Logo ela, que diz ter sonhado na véspera que ganharia o prêmio milionário. Mas como, no sonho, não vislumbrou os números, durante o dia recorreu ao palpite do pequeno Pedro, que pela primeira vez na vida marcou um bilhete de loteria, e logo na estreia quase fica milionário. Segundo a notícia, dona Inês já teria ido à agência lotérica fazer suas apostas. De volta, trouxe novos bilhetes em branco, e um deles foi justamente o que teve as dezenas escolhidas pelo filho – as dezenas sorteadas.
A impressão do que chamamos sorte está estritamente ligada ao acaso, e o acaso, por sua vez, é fortuito, incerto e inesperado. No caso de dona Linda Inês, a sorte bateu-lhe à porta enquanto ela dormia. De manhã, não recordou os números com que sonhou. Entra em cena Pedro, o filho, em sua ingenuidade de quem tem dez anos. Depois, a displicência da mãe, que não voltou à lotérica e, quando tentou jogar pela internet, não conseguiu. Mais tarde, a surpresa e a decepção, tendo em mãos o bilhete premiado, mas inválido.

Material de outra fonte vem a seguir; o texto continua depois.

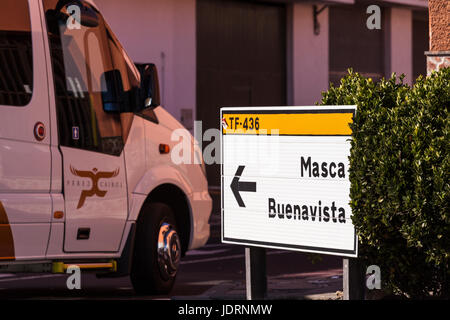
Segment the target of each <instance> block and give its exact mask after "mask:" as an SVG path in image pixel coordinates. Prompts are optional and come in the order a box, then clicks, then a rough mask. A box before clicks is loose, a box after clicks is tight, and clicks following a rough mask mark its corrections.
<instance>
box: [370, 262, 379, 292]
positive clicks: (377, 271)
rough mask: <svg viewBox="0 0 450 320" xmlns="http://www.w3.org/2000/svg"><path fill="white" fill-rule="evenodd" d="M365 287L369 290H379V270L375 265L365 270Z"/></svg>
mask: <svg viewBox="0 0 450 320" xmlns="http://www.w3.org/2000/svg"><path fill="white" fill-rule="evenodd" d="M366 276H368V277H367V278H366V287H367V289H369V290H374V289H378V290H379V289H381V270H380V267H379V266H377V265H371V266H369V267H368V268H367V270H366Z"/></svg>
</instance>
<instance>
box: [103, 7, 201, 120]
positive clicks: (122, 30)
mask: <svg viewBox="0 0 450 320" xmlns="http://www.w3.org/2000/svg"><path fill="white" fill-rule="evenodd" d="M95 3H96V5H97V6H98V8H99V9H100V11H101V12H102V14H103V15H104V17H105V19H106V20H107V22H108V24H109V25H110V26H111V29H112V30H113V32H114V33H115V34H116V36H117V37H118V38H119V41H120V42H121V43H122V45H123V46H124V47H125V50H126V51H127V52H128V54H129V55H130V57H131V58H132V59H133V60H134V61H135V62H153V63H155V64H156V65H157V67H158V71H159V77H160V82H161V100H162V104H163V105H164V107H165V108H166V109H167V110H168V111H169V112H170V113H171V114H172V115H174V116H175V117H176V118H177V119H180V110H181V109H192V112H193V115H194V117H193V118H194V119H195V105H196V89H195V88H196V36H195V35H196V28H195V25H196V20H195V0H151V1H148V0H133V1H124V0H96V1H95ZM130 3H132V5H130Z"/></svg>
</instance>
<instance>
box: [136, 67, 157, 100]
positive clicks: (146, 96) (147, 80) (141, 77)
mask: <svg viewBox="0 0 450 320" xmlns="http://www.w3.org/2000/svg"><path fill="white" fill-rule="evenodd" d="M136 67H137V68H138V70H139V72H140V74H141V89H140V90H141V92H140V96H141V101H142V103H143V107H144V108H156V107H158V106H160V105H161V97H160V92H159V79H158V70H157V69H156V66H155V65H154V64H153V63H136Z"/></svg>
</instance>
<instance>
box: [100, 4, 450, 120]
mask: <svg viewBox="0 0 450 320" xmlns="http://www.w3.org/2000/svg"><path fill="white" fill-rule="evenodd" d="M408 1H419V2H420V3H422V2H423V1H422V0H408ZM95 2H96V4H97V6H98V7H99V9H100V10H101V12H102V13H103V15H104V16H105V18H106V20H107V21H108V23H109V24H110V26H111V28H112V29H113V31H114V32H115V34H116V35H117V37H118V38H119V40H120V41H121V43H122V44H123V45H124V47H125V49H126V50H127V52H128V53H129V55H130V56H131V58H132V59H133V60H135V61H136V62H153V63H155V64H156V65H157V67H158V70H159V75H160V81H161V95H162V104H163V105H164V107H165V108H166V109H167V110H168V111H169V112H170V113H171V114H173V115H174V116H175V117H176V118H177V119H179V120H182V117H181V113H182V110H183V111H184V112H185V111H186V109H187V110H188V111H189V110H191V111H192V117H191V118H190V117H187V118H188V119H192V120H193V119H196V102H197V101H196V100H197V98H196V86H197V76H196V71H197V66H196V56H197V54H196V47H197V43H196V23H197V21H196V0H151V1H148V0H130V1H123V0H96V1H95ZM344 2H345V1H344ZM392 2H396V1H392ZM433 3H437V5H435V6H433V7H430V10H432V9H433V10H434V11H436V12H438V13H440V18H439V19H440V20H442V18H443V17H444V18H445V17H448V13H446V12H448V11H443V10H444V9H443V7H442V5H443V3H450V2H448V1H447V0H445V1H442V0H430V5H433ZM287 6H288V9H289V10H288V19H287V20H288V21H287V26H286V28H287V36H288V39H287V102H288V105H312V104H314V103H315V102H317V101H320V99H321V92H322V91H325V90H327V89H328V85H329V9H325V10H324V11H323V12H322V13H320V15H319V16H318V21H319V23H320V34H319V35H315V34H314V23H313V3H298V2H294V3H290V4H287ZM317 6H318V8H321V6H322V5H321V4H320V3H318V4H317ZM446 10H448V7H447V8H446ZM441 11H442V12H441ZM385 12H386V14H385V15H386V17H384V20H383V21H384V22H387V23H385V24H383V28H385V29H386V31H385V33H386V37H385V48H384V52H385V54H384V59H385V62H384V64H385V75H386V76H390V74H391V73H392V72H396V73H397V74H401V73H405V74H406V80H407V82H409V83H410V82H411V81H412V77H413V53H412V52H413V49H412V10H411V8H410V7H390V8H389V7H387V8H386V10H385ZM435 19H436V18H435ZM447 27H448V24H447ZM440 28H441V27H440ZM441 29H442V28H441ZM439 30H440V29H439ZM447 35H448V32H447ZM434 38H435V39H442V40H439V41H438V43H439V44H438V45H439V48H445V46H447V49H446V50H448V44H445V43H446V42H445V41H447V42H448V41H450V40H449V38H448V36H443V34H442V32H441V33H439V32H438V33H435V34H434ZM192 120H189V121H192ZM183 124H185V125H186V126H192V123H191V124H187V123H183Z"/></svg>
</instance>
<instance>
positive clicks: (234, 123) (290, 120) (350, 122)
mask: <svg viewBox="0 0 450 320" xmlns="http://www.w3.org/2000/svg"><path fill="white" fill-rule="evenodd" d="M352 118H353V111H351V110H347V111H346V112H335V113H333V112H328V113H315V112H311V113H307V112H302V113H282V112H280V113H231V112H230V113H224V114H222V133H223V134H250V135H251V134H253V135H256V134H263V135H264V134H275V135H313V136H314V135H320V136H328V135H332V136H335V135H343V136H350V135H351V134H352V131H351V129H350V126H349V124H350V123H352V121H353V120H352Z"/></svg>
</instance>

Ganhar e não ganhar a um só tempo, eis uma questão difícil de engolir. Saber que a sorte, trazendo a fortuna, bateu à porta e a porta não foi aberta, deve ser um sentimento amargo de remorso e culpabilidade imperdoável. Principalmente quando a sorte é entregue através das mãos de um filho de dez anos. Mas, ainda segundo a notícia, dona Linda Inês conformou-se e, como quase todo mundo costuma fazer quando não resta mais o que fazer, ela simplesmente desculpou-se: “Foi a vontade de Deus, né?”.
Não sei se foi. Prefiro crer que mais deve ter sido a falta de vontade dela. Pois não fora isso, estavas, Linda Inês, posta em sossego, colhendo os doces frutos da fortuna. E tu, pequeno Pedro, também. No entanto, talvez seja melhor para ti, Pedro, cresceres de acordo com tuas condições de origem, buscando no estudo e no trabalho futuro o ganho suado da vida. E tendo consciência de que a sorte nem sempre bate à porta, como tão cedo bateu à tua porta, que não foi aberta.